The District Court of Appeal recalled its remittitur. It noted the fact that petitioner urged "that the improper finding of three prior convictions resulted in improper imposition of consecutive sentences" and modified its original order of full affirmance to provide that "The judgments are modified by striking therefrom the finding of the truth of the second and third prior conviction [sic]," but, as hereinabove indicated, instead of thereupon reversing the judgments and remanding the cause to the trial court for determination of the questions as to whether, with the findings as to the two prior convictions stricken out, probation should be granted or denied and whether the sentences, if to be reimposed, should run cumulatively or concurrently, it impliedly and implicitly undertook to itself make those determinations by ordering that "as so modified the judgment and order are affirmed." (People v. Bartges (1954), supra, 128 Cal.App.2d 496, 497-498.)
 The sheriff then filed a supplemental return which shows that petitioner is held under a modified abstract of judgments which show only one prior conviction (of arson). Therefore, petitioner's contention that the judgments were incorrect and beyond the power of the superior court to make (and the District Court of Appeal to affirm) in determining that the two prior convictions last recited therein (the charges of which had been dismissed) are true, has [44 Cal.2d 247] become moot in that he has secured the relief in that respect to which he was entitled.

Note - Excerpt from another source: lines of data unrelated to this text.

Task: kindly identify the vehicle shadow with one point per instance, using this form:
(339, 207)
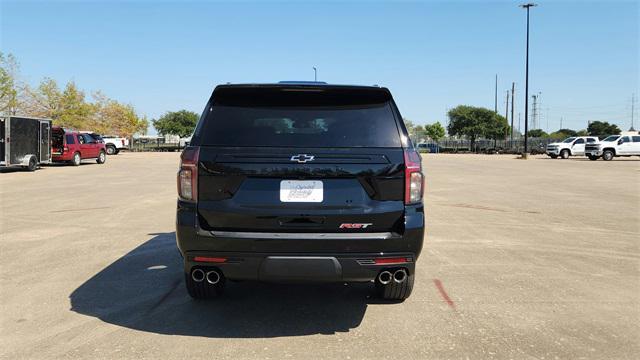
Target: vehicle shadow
(144, 290)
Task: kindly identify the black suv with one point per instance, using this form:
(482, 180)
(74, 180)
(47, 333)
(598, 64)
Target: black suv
(300, 182)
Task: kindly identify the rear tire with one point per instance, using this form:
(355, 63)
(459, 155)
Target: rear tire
(608, 155)
(395, 291)
(102, 157)
(76, 159)
(203, 290)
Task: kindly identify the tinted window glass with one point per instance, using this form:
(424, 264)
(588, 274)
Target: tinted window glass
(308, 126)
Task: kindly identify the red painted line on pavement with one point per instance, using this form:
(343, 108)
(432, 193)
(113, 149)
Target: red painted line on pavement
(443, 293)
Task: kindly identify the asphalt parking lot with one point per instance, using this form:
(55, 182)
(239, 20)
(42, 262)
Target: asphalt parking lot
(523, 259)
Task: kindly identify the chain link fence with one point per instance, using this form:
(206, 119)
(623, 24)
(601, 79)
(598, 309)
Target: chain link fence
(516, 146)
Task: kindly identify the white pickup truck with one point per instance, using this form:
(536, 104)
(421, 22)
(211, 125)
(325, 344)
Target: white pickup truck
(614, 145)
(115, 143)
(573, 146)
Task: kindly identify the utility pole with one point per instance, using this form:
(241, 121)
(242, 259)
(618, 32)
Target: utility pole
(519, 123)
(513, 95)
(495, 109)
(526, 86)
(547, 118)
(506, 113)
(633, 100)
(534, 111)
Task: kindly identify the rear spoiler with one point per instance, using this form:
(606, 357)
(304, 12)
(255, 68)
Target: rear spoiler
(298, 95)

Petitioner still complains, however, that the trial court must be understood to have been influenced to some extent in ordering that the sentences run consecutively by its mistaken belief that he had suffered three prior convictions of crimes which, if committed in California, would have amounted to felonies, and that the issue on this matter is not moot. The record and the law support petitioner in this contention.  As this court has previously held, it cannot be said that the trial court's unwarranted determination as to the number of prior convictions of felony did not influence it in sentencing petitioner to consecutive rather than concurrent terms. (People v. Morton (1953), 41 Cal.2d 536, 545 [261 P.2d 523].) Furthermore, as hereinabove shown, the District Court of Appeal in disposing of certain of petitioner's contentions adversely to him specifically relied upon the mistaken assumption that petitioner "was shown to have been convicted of at least three prior felonies" (p. 776 of 126 Cal.App.2d).  The right of petitioner to have the trial court determine upon the corrected record whether probation shall be granted or denied and whether the sentences, if reimposed, shall run cumulatively or concurrently is a substantial one. Inasmuch as the statutes (Pen. Code, §§ 1203; 669; see also id., §§ 1213; 1213.5; 3021; 3024; 3024.5; 3043) vest the power to make such determinations in the trial court and as the District Court of Appeal was acting only as a reviewing court, we conclude that the latter court exceeded its power and that the writ should issue for the purposes hereinafter specified.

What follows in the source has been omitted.